Ce montant ne comprend pas les coûts d’intégration et de restructuration, les amortissements, ainsi qu’une charge exceptionnelle de 17,4 millions liée à la séparation des activités de pure banque privée de celles de gestion d’actifs en deux unités distinctes, a précisé lundi Julius Baer. En tenant compte de ces éléments, le bénéfice net attribuable aux actionnaires a dégringolé de 46,8% à 219 millions de francs.

Mais Julius Baer a tout de même retrouvé les faveurs de la clientèle, avec des entrées nettes de capitaux de 3,4 milliards de francs. Dans la gestion de fortune, l’afflux de fonds s’est inscrit à 4 milliards, en hausse de 6%. Par contre, les activités de gestion d’actifs ont subi de sorties nettes d’argent de 500 millions.

A fin juin, le total des avoirs de la clientèle, qui englobe des fonds en dépôts à hauteur de 68 milliards, s’est hissé à 367 milliards de francs (+8,4%). Conséquence de la baisse de la masse sous gestion, le résultat d’exploitation a ainsi diminué en l’espace d’un an de 24% à 1,224 milliard de francs.

Les revenus issus des prestations de services et des commissions ont le plus fortement plongé, soit de 34% à 791 millions de francs. Outre la baisse du volume moyen des actifs, la chute reflète aussi les changements intervenus dans leur composition, la défiance des clients envers les activités liées aux marchés et leur préférence pour la liquidité.
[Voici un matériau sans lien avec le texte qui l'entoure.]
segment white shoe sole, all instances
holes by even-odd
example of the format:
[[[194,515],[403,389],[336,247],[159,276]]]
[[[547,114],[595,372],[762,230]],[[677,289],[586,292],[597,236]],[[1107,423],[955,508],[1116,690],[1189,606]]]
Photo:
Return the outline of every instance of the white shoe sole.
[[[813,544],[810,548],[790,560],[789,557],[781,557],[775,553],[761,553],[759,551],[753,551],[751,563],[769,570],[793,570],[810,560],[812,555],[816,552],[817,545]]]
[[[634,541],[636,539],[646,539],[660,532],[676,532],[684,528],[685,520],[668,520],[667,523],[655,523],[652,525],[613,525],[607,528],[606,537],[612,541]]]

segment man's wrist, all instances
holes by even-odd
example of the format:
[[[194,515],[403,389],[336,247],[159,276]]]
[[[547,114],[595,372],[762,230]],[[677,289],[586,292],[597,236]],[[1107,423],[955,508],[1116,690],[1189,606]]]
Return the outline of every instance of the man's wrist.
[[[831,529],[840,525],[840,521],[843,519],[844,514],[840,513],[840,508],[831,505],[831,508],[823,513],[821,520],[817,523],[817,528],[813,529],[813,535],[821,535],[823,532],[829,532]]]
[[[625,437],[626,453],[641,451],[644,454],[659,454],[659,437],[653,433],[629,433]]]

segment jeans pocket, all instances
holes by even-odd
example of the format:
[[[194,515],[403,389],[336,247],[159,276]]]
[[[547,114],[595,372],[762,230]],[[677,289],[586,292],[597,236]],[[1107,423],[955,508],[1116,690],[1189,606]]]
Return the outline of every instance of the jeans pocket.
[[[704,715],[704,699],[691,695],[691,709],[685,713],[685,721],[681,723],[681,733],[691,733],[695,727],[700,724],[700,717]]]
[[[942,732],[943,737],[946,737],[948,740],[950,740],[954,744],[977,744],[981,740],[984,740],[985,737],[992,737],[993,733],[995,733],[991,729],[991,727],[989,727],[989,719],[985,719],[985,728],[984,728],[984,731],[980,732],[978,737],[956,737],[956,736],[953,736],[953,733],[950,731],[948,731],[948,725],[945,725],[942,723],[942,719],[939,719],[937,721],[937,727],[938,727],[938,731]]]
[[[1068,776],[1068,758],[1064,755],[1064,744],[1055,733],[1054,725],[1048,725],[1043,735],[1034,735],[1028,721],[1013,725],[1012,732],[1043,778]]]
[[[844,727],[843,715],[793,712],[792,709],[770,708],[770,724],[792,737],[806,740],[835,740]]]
En revanche, les opérations d’intérêts ont généré des revenus de 281 millions de francs, 27% de plus qu’à fin juin 2008. Quant aux affaires de négoce, elles ont rapporté 165 millions de francs à l’établissement zurichois, une somme en recul de 7%.

Côté charges, Julius Baer n’a pas été en mesure de réduire ses coûts dans la même mesure que les fonds sous gestion ont baissé. L’ensemble des frais liés à l’exploitation a baissé de 12% à 832 millions de francs. Le tassement s’explique notamment par la réduction des charges de personnel de 13% à 587 millions, suite à l’abaissement des primes de performance.

L’érosion des charges s’explique aussi par la diminution de l’effectif de la banque. A fin juin, l’établissement employait au total 4255 collaborateurs à plein-temps, 1,8% de moins qu’un an auparavant. Si le nombre de salariés s’est réduit de 4,5% en Suisse à 2699, il a augmenté de 3% à l’étranger à 1556.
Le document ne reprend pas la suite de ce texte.